In late June 2019, in Germany, Siemens celebrated the installation of its 100th STATCOM.
STATCOM is an abbreviated form of the term ’static synchronous compensator‘ — devices designed to mitigate voltage disturbances on today’s transmission networks. STATCOMs are particularly relevant today, with the ever-increasing incorporation of inverter-connected generators tied to wind and solar power.
T&D World spoke with Mirko Duesel, head of Transmission Solutions at Siemens, and Ludger Meier, head of Operations and Engineering in the German grid operator Amprion, about transmission network changes over the past few years.
T&D World: Let’s talk about the German energy transition and its impact on the German grid.
Duesel: Originally we built grids with generation as close as possible to the consumer. Those were the days of coal plants and nuclear plants within the region of the cities where you would have the most use for that energy.
Now and for the future we have more of the challenge to limit carbon dioxide emissions.
Renewable energy is the answer, but this is usually not in places that are as near the cities. One answer to solve this problem was to find optimal places where the wind blows, and that is offshore. The difficulty was we had the wind farms offshore but how would we get the energy to the people who needed it? In this case our grid access solutions such as high-voltage direct-current (HVDC) ensured that power was delivered to shore with minimal loss.
Germany will cease use of nuclear power by 2022. The nuclear plants are mostly located in the southern part of the country. In the future, renewable power will have to be transmitted from the north of Germany to the cities in the south. This has necessitated changing the transmission system as it was not orginally designed for such long distances. For this reason, volt-ampere reactive (VAR) compensators have been added to ensure power supply from the north to the southernmost parts of the country. A similar situation exists in California. There our customers have used STATCOM, where you have a lot of renewable generation, a very large grid, huge distances, and fewer people.
Meier: The challenge for grid operators is that energy production is volatile. When you operate overhead lines with high load and low load you need VAR compensation. Reactive power can be inductive or capacitive in a huge amount. Those differences get magnified because the transmission distances are increasing. We are really glad that we have a supplier like Siemens that supports us with modern and newer technology. The STATCOM is a very flexible system that helps us to do this.
T&D World: Looking at transmission networks worldwide, are the challenges in other countries or continents similar?
Duesel: [In Germany] we have very dense population, and in dimensions it is a very narrow country. We learned there to react in short distances to keep the stability of the grid. We see different challenges in other parts of the world. The challenge is always the same as to how to get a stable voltage level and power supply, but in the United States, there are very different ideas on how to do this. In Texas, you have very low density, while in New England the networks can be very dense and complex.

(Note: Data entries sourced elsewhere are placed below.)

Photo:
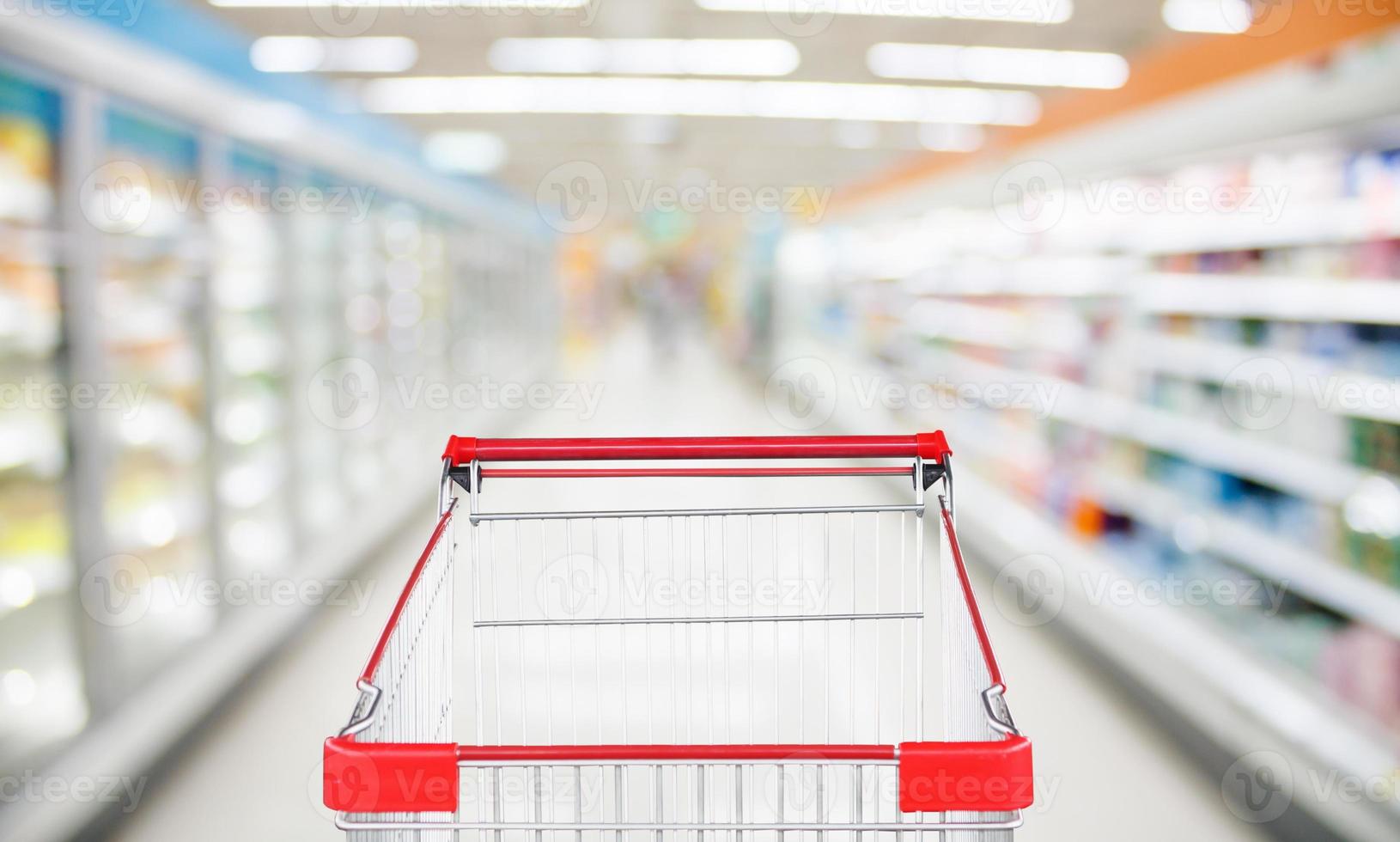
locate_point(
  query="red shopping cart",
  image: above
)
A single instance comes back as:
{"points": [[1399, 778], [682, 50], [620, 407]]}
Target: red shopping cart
{"points": [[702, 662]]}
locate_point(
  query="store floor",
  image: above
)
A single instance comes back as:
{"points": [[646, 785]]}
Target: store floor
{"points": [[1104, 770]]}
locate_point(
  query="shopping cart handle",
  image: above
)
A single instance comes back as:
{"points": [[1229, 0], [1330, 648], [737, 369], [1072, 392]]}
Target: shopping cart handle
{"points": [[462, 450]]}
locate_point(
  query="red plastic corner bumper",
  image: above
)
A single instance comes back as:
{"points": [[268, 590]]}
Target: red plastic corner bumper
{"points": [[973, 777], [389, 777]]}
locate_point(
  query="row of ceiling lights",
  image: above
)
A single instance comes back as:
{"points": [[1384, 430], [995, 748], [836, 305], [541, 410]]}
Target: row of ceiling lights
{"points": [[702, 57], [636, 76]]}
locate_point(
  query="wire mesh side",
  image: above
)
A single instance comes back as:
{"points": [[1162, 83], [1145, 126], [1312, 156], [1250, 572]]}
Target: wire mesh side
{"points": [[699, 629], [666, 802], [964, 670], [415, 680]]}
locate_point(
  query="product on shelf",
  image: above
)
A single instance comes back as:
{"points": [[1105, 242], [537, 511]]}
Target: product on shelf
{"points": [[41, 691]]}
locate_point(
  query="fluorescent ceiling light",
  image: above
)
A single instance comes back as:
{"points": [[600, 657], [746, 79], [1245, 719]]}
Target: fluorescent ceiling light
{"points": [[997, 64], [1015, 11], [654, 57], [1221, 17], [695, 97], [951, 137], [402, 3], [473, 153], [346, 55]]}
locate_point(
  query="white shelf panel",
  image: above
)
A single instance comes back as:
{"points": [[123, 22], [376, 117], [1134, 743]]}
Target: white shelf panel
{"points": [[1311, 575], [1284, 468], [1229, 693], [1213, 362], [1269, 297]]}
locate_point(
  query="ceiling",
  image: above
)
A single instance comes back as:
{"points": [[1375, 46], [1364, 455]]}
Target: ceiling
{"points": [[735, 151]]}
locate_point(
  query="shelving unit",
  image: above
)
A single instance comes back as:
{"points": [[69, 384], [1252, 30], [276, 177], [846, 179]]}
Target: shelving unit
{"points": [[1153, 395], [216, 320]]}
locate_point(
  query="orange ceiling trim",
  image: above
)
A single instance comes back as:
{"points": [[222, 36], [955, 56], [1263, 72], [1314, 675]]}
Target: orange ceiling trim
{"points": [[1188, 64]]}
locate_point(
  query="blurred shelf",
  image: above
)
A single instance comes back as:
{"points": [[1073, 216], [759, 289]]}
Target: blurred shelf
{"points": [[1214, 362], [1336, 222], [1188, 664], [1279, 559], [1266, 462], [1269, 297]]}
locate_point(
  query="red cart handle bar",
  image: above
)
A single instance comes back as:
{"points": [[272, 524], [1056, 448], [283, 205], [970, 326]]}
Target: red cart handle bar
{"points": [[462, 450]]}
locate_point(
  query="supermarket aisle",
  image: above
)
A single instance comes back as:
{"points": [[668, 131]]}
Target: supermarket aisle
{"points": [[1105, 772]]}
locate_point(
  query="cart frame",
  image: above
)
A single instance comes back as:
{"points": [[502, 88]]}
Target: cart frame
{"points": [[393, 771]]}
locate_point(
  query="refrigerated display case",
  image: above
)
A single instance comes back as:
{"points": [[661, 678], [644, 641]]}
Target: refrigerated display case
{"points": [[157, 510], [317, 335], [215, 330], [41, 688], [249, 352]]}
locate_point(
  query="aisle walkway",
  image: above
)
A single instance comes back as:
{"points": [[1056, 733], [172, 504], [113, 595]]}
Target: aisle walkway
{"points": [[255, 773]]}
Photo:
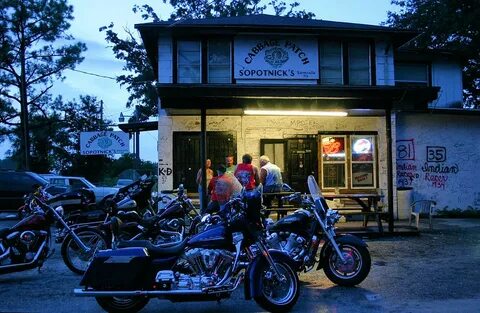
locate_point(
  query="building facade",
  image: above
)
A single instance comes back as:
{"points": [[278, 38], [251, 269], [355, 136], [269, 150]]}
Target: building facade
{"points": [[339, 101]]}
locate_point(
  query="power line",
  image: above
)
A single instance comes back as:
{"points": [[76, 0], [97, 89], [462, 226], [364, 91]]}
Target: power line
{"points": [[93, 74]]}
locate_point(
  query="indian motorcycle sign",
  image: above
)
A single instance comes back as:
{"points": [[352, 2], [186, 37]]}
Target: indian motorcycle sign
{"points": [[104, 142], [275, 58]]}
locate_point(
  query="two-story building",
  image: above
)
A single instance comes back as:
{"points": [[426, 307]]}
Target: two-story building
{"points": [[340, 101]]}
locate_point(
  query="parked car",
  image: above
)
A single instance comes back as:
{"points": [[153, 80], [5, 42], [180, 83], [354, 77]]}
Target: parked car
{"points": [[61, 184], [122, 182], [14, 185]]}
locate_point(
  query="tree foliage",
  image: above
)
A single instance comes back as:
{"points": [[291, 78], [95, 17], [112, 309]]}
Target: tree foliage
{"points": [[446, 24], [32, 56], [140, 77]]}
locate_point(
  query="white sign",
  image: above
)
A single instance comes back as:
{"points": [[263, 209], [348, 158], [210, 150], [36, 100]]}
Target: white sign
{"points": [[104, 142], [275, 58]]}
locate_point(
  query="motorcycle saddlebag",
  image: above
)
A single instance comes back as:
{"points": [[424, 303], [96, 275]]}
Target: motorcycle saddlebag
{"points": [[119, 269]]}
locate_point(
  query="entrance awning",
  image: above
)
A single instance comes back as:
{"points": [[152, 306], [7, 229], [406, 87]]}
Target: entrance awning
{"points": [[294, 97]]}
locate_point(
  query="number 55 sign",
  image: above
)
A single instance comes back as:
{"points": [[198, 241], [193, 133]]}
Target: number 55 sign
{"points": [[436, 154]]}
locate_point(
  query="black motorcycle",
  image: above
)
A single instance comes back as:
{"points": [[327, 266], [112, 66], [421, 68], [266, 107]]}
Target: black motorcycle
{"points": [[26, 245], [207, 266], [345, 259]]}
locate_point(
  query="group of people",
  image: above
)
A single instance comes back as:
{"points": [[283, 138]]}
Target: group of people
{"points": [[231, 178]]}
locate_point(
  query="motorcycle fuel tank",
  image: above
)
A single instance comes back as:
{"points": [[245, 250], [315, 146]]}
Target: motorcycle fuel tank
{"points": [[31, 222], [216, 238], [296, 223]]}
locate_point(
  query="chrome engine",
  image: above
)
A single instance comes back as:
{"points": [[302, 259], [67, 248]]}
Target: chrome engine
{"points": [[209, 266], [290, 243]]}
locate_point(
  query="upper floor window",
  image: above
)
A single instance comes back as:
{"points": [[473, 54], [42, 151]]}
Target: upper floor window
{"points": [[331, 63], [188, 62], [219, 68], [359, 63], [411, 74]]}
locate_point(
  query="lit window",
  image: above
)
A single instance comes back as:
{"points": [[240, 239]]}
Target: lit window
{"points": [[363, 161], [333, 161], [353, 152]]}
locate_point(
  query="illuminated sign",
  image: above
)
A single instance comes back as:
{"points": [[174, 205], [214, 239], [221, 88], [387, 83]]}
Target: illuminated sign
{"points": [[275, 58]]}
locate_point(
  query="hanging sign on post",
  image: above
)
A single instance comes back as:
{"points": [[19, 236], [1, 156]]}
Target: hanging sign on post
{"points": [[104, 142]]}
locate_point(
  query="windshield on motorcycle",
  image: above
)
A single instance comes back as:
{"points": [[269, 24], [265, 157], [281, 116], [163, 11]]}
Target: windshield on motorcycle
{"points": [[316, 194]]}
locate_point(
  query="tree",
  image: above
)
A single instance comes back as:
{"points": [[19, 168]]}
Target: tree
{"points": [[130, 49], [31, 57], [449, 24]]}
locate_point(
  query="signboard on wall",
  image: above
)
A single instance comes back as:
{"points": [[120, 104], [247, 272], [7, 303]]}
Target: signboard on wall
{"points": [[269, 57], [104, 142]]}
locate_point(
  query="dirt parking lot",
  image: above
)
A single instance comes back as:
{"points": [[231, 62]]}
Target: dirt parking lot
{"points": [[435, 272]]}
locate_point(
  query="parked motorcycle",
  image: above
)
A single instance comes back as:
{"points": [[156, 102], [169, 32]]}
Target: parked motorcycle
{"points": [[134, 199], [26, 245], [345, 259], [205, 267]]}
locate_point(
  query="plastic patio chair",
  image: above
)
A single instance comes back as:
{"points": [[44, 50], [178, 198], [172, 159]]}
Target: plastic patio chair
{"points": [[421, 207]]}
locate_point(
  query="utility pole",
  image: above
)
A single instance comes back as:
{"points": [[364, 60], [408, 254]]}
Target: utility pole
{"points": [[23, 99]]}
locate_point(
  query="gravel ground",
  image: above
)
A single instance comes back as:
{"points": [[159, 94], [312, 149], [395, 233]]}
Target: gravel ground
{"points": [[434, 272]]}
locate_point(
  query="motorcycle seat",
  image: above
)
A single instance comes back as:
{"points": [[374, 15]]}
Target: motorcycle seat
{"points": [[4, 232], [168, 249]]}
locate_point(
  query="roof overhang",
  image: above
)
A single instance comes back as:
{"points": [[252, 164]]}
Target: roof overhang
{"points": [[293, 97]]}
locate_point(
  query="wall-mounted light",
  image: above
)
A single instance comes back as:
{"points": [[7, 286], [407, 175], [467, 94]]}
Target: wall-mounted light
{"points": [[295, 113]]}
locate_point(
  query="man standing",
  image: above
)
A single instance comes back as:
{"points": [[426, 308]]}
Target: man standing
{"points": [[247, 173], [229, 164], [222, 187], [270, 175]]}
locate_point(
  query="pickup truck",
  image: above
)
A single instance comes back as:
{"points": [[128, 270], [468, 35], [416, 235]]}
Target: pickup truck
{"points": [[61, 184]]}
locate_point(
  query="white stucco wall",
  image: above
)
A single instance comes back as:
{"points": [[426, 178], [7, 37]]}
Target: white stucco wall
{"points": [[439, 155], [250, 129]]}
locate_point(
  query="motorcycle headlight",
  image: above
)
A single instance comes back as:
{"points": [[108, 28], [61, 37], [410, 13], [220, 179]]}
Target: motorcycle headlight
{"points": [[59, 210]]}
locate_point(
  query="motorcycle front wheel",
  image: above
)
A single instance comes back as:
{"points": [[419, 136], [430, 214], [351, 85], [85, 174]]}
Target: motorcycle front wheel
{"points": [[122, 305], [351, 272], [278, 295], [74, 257]]}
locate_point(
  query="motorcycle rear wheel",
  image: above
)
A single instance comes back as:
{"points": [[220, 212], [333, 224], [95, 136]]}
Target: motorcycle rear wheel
{"points": [[354, 271], [278, 296], [75, 259], [122, 305]]}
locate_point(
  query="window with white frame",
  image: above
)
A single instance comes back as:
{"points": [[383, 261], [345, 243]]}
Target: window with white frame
{"points": [[334, 161], [353, 152], [359, 63], [363, 161], [188, 62], [331, 63], [219, 56]]}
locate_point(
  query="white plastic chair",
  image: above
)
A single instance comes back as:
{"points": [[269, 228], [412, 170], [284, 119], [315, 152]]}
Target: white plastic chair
{"points": [[421, 206]]}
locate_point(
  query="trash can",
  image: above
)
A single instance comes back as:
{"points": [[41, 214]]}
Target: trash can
{"points": [[404, 199]]}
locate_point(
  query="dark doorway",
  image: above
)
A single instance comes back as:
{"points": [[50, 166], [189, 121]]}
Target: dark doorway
{"points": [[186, 154], [302, 161]]}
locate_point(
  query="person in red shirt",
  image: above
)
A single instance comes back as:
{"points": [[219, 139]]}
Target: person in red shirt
{"points": [[221, 188], [247, 173]]}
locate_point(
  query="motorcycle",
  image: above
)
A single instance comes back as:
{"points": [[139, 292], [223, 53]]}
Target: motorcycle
{"points": [[26, 245], [207, 266], [133, 198], [345, 259]]}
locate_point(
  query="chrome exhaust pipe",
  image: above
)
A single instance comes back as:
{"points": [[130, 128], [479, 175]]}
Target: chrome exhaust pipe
{"points": [[11, 267], [135, 293]]}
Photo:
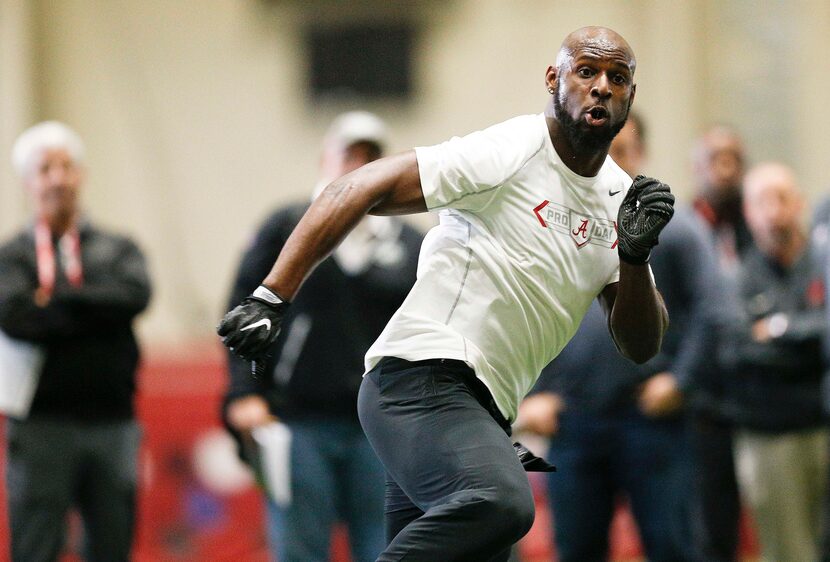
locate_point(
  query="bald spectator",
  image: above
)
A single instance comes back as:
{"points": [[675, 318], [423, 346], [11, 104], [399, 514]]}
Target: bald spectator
{"points": [[781, 442]]}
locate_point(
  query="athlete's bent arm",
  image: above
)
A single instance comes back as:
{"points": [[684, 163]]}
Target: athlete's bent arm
{"points": [[389, 186], [637, 317]]}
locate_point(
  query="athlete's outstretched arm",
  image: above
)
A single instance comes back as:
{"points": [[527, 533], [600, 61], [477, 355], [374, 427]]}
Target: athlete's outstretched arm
{"points": [[636, 314], [389, 186]]}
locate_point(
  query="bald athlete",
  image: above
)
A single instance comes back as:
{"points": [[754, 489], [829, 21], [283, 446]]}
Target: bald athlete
{"points": [[535, 222]]}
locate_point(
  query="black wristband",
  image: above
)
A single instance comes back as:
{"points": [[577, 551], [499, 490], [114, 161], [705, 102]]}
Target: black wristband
{"points": [[634, 260]]}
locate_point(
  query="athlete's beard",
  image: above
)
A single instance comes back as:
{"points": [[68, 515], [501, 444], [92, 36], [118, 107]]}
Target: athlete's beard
{"points": [[580, 136]]}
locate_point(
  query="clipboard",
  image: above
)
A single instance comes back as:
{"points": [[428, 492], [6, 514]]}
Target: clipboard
{"points": [[20, 366]]}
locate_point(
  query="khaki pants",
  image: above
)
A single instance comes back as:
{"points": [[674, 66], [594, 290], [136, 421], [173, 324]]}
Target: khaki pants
{"points": [[783, 477]]}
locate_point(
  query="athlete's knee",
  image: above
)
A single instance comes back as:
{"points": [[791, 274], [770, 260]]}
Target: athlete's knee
{"points": [[513, 511]]}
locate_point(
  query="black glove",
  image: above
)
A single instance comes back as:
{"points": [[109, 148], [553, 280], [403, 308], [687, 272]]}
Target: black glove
{"points": [[251, 328], [531, 462], [647, 208]]}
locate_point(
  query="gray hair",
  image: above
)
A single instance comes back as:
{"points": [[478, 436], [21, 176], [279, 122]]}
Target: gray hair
{"points": [[44, 136]]}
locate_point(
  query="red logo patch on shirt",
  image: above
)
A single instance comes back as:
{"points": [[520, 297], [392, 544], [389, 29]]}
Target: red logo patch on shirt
{"points": [[581, 228]]}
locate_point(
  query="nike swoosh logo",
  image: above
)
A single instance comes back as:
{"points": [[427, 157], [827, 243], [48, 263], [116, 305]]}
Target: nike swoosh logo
{"points": [[264, 322]]}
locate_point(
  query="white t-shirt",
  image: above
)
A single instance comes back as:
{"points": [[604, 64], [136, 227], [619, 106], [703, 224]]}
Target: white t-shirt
{"points": [[523, 246]]}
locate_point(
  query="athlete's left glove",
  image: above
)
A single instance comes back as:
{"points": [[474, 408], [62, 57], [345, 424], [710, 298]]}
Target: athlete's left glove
{"points": [[251, 328], [646, 209]]}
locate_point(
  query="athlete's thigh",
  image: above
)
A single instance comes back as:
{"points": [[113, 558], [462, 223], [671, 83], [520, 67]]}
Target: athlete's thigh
{"points": [[433, 436]]}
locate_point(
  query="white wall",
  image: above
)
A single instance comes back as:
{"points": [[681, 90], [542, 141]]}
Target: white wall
{"points": [[197, 123]]}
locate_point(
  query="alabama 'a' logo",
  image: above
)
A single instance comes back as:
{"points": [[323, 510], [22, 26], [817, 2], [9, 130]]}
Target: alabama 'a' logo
{"points": [[583, 229]]}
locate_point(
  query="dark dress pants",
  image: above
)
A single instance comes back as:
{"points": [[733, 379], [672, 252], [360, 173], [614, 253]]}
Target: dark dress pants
{"points": [[54, 465]]}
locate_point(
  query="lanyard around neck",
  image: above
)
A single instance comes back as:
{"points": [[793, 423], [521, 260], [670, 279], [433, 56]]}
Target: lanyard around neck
{"points": [[69, 246]]}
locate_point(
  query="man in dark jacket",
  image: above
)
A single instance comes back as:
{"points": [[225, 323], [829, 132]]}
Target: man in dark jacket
{"points": [[616, 427], [775, 351], [312, 377], [73, 290]]}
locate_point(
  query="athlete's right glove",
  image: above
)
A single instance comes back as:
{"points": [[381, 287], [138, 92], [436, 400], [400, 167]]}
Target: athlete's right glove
{"points": [[646, 209], [251, 328]]}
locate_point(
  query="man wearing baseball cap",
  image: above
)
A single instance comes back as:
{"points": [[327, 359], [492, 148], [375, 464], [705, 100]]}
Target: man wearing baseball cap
{"points": [[305, 393]]}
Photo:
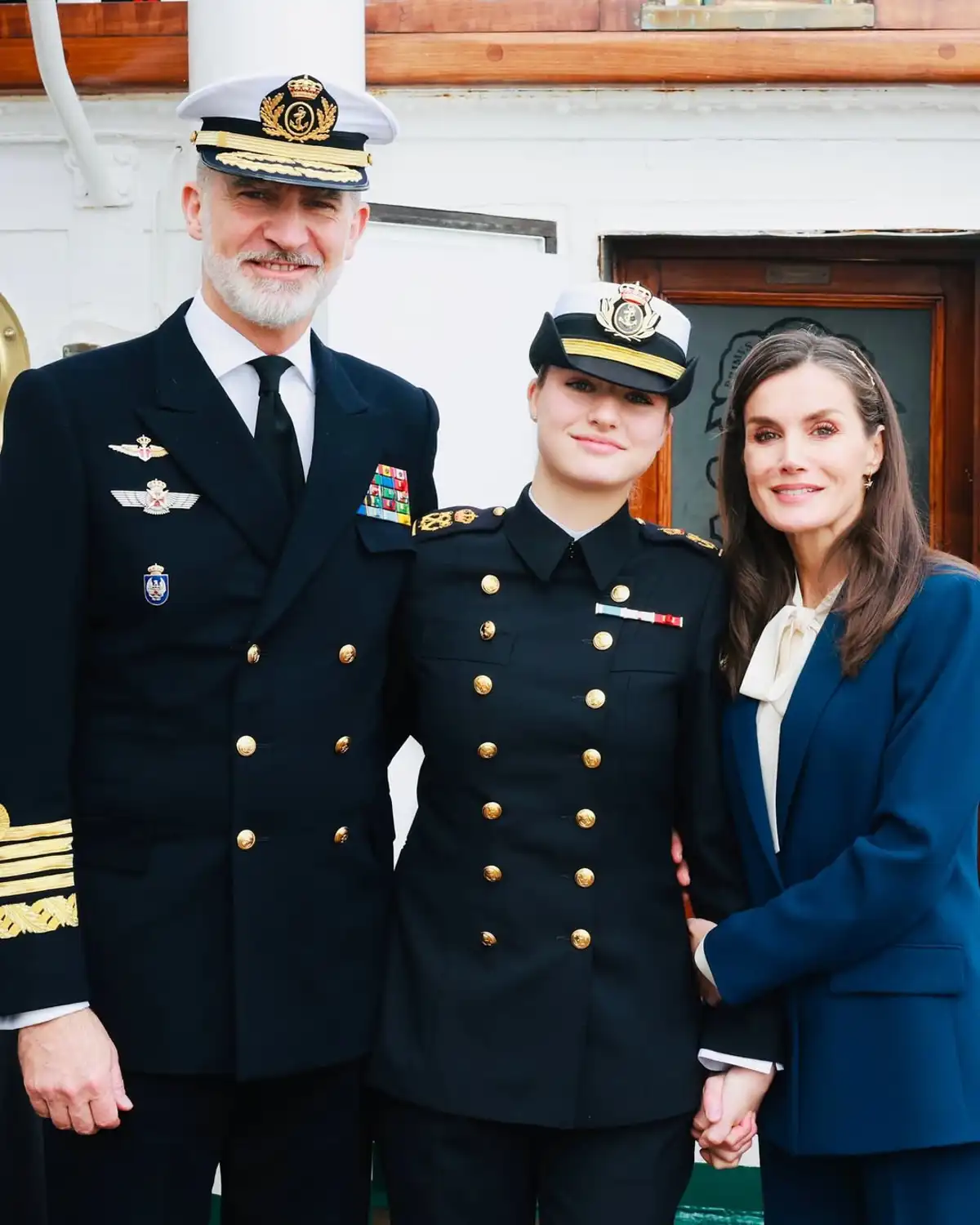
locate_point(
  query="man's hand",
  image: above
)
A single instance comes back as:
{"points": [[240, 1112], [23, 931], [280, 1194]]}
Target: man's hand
{"points": [[725, 1125], [676, 854], [697, 929], [71, 1073]]}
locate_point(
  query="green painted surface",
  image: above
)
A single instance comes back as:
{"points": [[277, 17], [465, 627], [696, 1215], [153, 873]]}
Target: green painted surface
{"points": [[713, 1197]]}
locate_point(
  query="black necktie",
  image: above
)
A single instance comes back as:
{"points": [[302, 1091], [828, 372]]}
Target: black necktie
{"points": [[274, 429]]}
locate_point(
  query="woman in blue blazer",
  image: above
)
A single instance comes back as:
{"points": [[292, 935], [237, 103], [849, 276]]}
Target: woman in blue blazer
{"points": [[853, 762]]}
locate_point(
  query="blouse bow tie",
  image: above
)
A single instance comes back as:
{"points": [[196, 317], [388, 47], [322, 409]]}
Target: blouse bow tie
{"points": [[783, 648]]}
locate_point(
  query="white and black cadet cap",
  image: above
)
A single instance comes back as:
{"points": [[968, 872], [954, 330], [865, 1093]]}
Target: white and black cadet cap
{"points": [[621, 333]]}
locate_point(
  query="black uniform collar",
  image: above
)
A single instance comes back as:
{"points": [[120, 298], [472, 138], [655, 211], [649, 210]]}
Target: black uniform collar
{"points": [[541, 543]]}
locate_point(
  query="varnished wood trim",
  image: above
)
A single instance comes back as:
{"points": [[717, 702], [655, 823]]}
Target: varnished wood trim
{"points": [[100, 20], [109, 49], [100, 65], [668, 58], [926, 15], [466, 17]]}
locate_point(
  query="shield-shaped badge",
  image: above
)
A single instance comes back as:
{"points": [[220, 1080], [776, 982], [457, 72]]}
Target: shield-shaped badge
{"points": [[156, 585]]}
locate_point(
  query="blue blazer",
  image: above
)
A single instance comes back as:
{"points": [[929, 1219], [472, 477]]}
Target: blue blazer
{"points": [[869, 919]]}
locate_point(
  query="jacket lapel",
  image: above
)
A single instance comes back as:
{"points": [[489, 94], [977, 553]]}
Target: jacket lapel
{"points": [[815, 688], [345, 455], [206, 436], [745, 744]]}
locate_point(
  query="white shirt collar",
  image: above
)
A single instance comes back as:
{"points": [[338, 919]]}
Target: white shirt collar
{"points": [[225, 350], [575, 536]]}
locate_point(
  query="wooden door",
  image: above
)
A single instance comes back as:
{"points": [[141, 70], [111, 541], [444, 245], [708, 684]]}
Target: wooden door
{"points": [[911, 306]]}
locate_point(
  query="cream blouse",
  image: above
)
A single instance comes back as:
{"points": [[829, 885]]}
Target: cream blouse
{"points": [[771, 678]]}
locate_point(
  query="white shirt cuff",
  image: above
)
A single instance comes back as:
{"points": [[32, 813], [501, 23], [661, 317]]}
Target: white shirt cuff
{"points": [[701, 962], [22, 1019], [717, 1062]]}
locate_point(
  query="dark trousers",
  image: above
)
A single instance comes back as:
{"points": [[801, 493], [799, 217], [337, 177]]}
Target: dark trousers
{"points": [[445, 1170], [291, 1149], [21, 1156], [919, 1187]]}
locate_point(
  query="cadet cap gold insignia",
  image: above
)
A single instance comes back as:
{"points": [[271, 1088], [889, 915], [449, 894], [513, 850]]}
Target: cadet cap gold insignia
{"points": [[630, 316]]}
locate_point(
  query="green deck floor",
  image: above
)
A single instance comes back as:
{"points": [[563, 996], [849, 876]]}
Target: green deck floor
{"points": [[713, 1197]]}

In Brazil, most people live on the coasts, while power generation is in the rain forests. The power is generated in the north, far away from where it needs to be moved to the cities.
In Chile, you also have long distances, along with high altitude. The generation is in the far north and far south, so you have the same story. The population lives in-between.
In India, you have an enormous population but some don’t have access to electricity. It is much easier to stabilize the existing network than to build a new line, because it is so crowded. Every country has a different situation but we all need the stabilization.
Meier: We have a very highly reliable grid [in Germany], and therefore we have no outages as such because that is a no-go. We have electrical disturbances, but they do not lead to system breakdown as we now see in South America.
You cannot lose electricity — we are keen on having enough controlled capacity for VAR compensation in our own hands so we can balance it flexibly on hand.
T&D World: What about the opportunities and challenges via digitalization and electrification, for instance the influx of electric vehicles (EVs)?
Meier: The challenge is that we have to modernize even our existing grid. Demand for electricity is increasing, so control software and hardware have to be updated. The mobility of electrification is not as big a concern for us as it is for distribution. When EVs are charged, it is against a fixed installation. That may make it not as easy for distribution operators to predict where the load will increase, but it doesn’t affect transmission as much.
Duesel: The basic challenge is how do we keep it affordable to run our grid? How much investment do we need and how do we drive an increase in use? How do we forecast the patterns? Also, how do we react quickly? STATCOM can read it automatically. In order to increase reliability, how do we make sure that the control stays with us and nobody else gets into the system? Step by step we are improving.
STATCOM increases the efficiency of the grid. We also put STATCOM on wheels to make it mobile. In the past, when hurricanes destroyed a part of the grid, it took six to eight months to rebuild it. We can boost capacity of a grid much faster using a mobile STATCOM. The network can be rebuilt faster with more capacity — a very good interim solution for storms.
T&D World: What do you see in the future?
Meier: We see that we will have an increasing demand for VAR compensators, as well as increasing electronics to get the grid really working well.
Duesel: We are talking more and more about cities and more people living in cities. We see less and less acceptance for building new infrastructure, so this is one driver and the other driver is reducing investments to keep electricity affordable.
The third driver is renewables are making it harder to forecast generation. With power electronics, we can better adapt to fluctuations in generation.